Keep in mind that in addition to your downpayment, you’ll also have to pay some closing costs as a homebuyer.
Well, while you don’t need a 20% down payment to get these loans, many people try to put down the 20% to avoid paying PMI or private mortgage insurance on top of the standard mortgage payment.
In fact, almost all mortgages require some mortgage insurance when there’s less than 20% down. Buyers typically have to pay this insurance until they have 20% equity in the home, at which point the bank either stops billing it altogether or the buyer has to refinance to remove it. Mortgage insurance is not cheap, as it usually costs between 0.5% and 1% of the loan’s value.
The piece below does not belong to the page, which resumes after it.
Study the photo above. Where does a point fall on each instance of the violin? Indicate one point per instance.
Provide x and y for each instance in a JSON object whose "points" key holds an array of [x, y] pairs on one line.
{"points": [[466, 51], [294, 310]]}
As a quick example, if your home’s value was $250,000 and your mortgage balance is $225,000, that would mean you’d pay anywhere between $1,125 and $2,225 per year until your mortgage balance was $200,000. When you hit that amount, your bank may automatically take off the PMI payments with a conventional loan. However, if you have an FHA loan, you’d need to refinance it into a non-FHA loan to remove the mortgage insurance premiums.
Given that the average down payment for a first-time homebuyer is 6%, that means that most people have 14% equity to build before they could get rid of this extra monthly cost.
So, while you can get a house with less than 20% down, you may want to consider whether it is worth paying the extra cost in insurance. While the average is 6% and most people do pay PMI, you’ll need to decide if that is the right route for you.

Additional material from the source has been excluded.